Setting of UNORDERED on concurrent collectors
Brian Goetz
brian.goetz at oracle.com
Tue Apr 16 12:47:32 PDT 2013
We never converged on this one. Here's another stab at framing the
problem. (I'm pretty much ready to time out and make these collectors
declare UNORDERED unless someone can convince me otherwise.)
Streams consist of source + intermediate ops + terminal.
Denote ordered/unordered variants of these as SO/SU, IO/IU/IA
(A=agnostic), and TA/TU. We can define the ordered-ness of any stream
pipeline as follows:
ordered(SO) = true
ordered(SU) = false
ordered(X+IO) = true
ordered(X+IU) = false
ordered(X+IA) = ordered(X)
ordered(X+TA) = ordered(X)
ordered(X+TU) = false
A concurrent calculation may be performed if the stream is unordered
*and* the destination is concurrent.
Collectors like toSet() are marked TU, and toList() are marked TA.
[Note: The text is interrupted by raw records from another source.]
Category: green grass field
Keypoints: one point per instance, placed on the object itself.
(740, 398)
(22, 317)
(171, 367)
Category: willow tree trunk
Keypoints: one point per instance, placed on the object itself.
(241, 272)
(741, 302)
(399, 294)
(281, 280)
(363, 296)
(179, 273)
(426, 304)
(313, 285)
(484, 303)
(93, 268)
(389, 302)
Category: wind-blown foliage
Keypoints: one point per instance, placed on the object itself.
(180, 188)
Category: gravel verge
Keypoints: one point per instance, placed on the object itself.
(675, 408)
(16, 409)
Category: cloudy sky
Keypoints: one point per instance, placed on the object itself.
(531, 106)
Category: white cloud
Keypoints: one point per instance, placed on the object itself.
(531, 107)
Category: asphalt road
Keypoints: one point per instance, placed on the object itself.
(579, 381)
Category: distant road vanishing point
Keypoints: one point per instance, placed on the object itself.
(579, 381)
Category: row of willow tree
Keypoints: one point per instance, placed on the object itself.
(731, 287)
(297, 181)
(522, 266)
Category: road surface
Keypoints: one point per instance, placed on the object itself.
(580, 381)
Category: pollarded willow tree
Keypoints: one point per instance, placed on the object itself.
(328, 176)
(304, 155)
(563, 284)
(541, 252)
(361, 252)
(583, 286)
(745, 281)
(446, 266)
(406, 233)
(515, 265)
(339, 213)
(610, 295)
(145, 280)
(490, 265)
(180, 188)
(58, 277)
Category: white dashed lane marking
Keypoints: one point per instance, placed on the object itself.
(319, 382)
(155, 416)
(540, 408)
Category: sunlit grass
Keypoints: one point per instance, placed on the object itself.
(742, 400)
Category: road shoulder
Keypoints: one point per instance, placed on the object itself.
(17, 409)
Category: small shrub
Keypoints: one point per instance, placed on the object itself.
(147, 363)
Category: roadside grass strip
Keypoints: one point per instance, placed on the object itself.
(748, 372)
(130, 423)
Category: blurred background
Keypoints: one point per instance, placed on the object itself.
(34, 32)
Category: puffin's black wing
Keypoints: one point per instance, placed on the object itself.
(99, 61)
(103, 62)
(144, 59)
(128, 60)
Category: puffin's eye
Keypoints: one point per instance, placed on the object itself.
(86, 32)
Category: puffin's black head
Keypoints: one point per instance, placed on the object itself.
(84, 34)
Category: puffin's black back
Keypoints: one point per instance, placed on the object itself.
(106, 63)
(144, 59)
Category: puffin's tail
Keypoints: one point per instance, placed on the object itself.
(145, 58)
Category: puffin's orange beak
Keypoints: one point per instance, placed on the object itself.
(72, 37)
Collectors like groupingByConcurrent will definitely be marked
concurrent. Question is, should it be marked TA or TU? Either choice
is defensible.
Note that collectors individually get to choose whether they are TA or
TU. Choices we make for our canned collectors need not affect
user-written collectors. The model can handle both and users can
predict the behavior of both.
On 4/8/2013 3:08 PM, Brian Goetz wrote:
> Now that we've removed collectUnordered in favor of a more general
> unordered() op, we should consider what should be the default behavior for:
>
> orderedStream.collect(groupingByConcurrent(f))
>
> Currently, the collect-to-ConcurrentMap collectors are *not* defined as
> UNORDERED. Which means, if the stream is ordered, we will attempt to do
> an ordered collection anyway, which is incompatible with concurrent
> collection, and we will do the plain old partition-and-merge with
> ConcurrentMap.
>
> Here, we have competing evidence for the user intent. On the one hand,
> the stream is ordered, and the user could have chosen unordered. On the
> other, the user has asked for concurrent grouping. Its not 100% obvious
> which should win.
>
> On the other hand, ordered map collections are so awful that they will
> almost certainly be unhappy with the performance if they forget to say
> unordered here in the parallel case (and it makes no difference in the
> sequential case.) So I'm inclined to make groupingByConcurrent /
> toConcurrentMap be UNORDERED collections.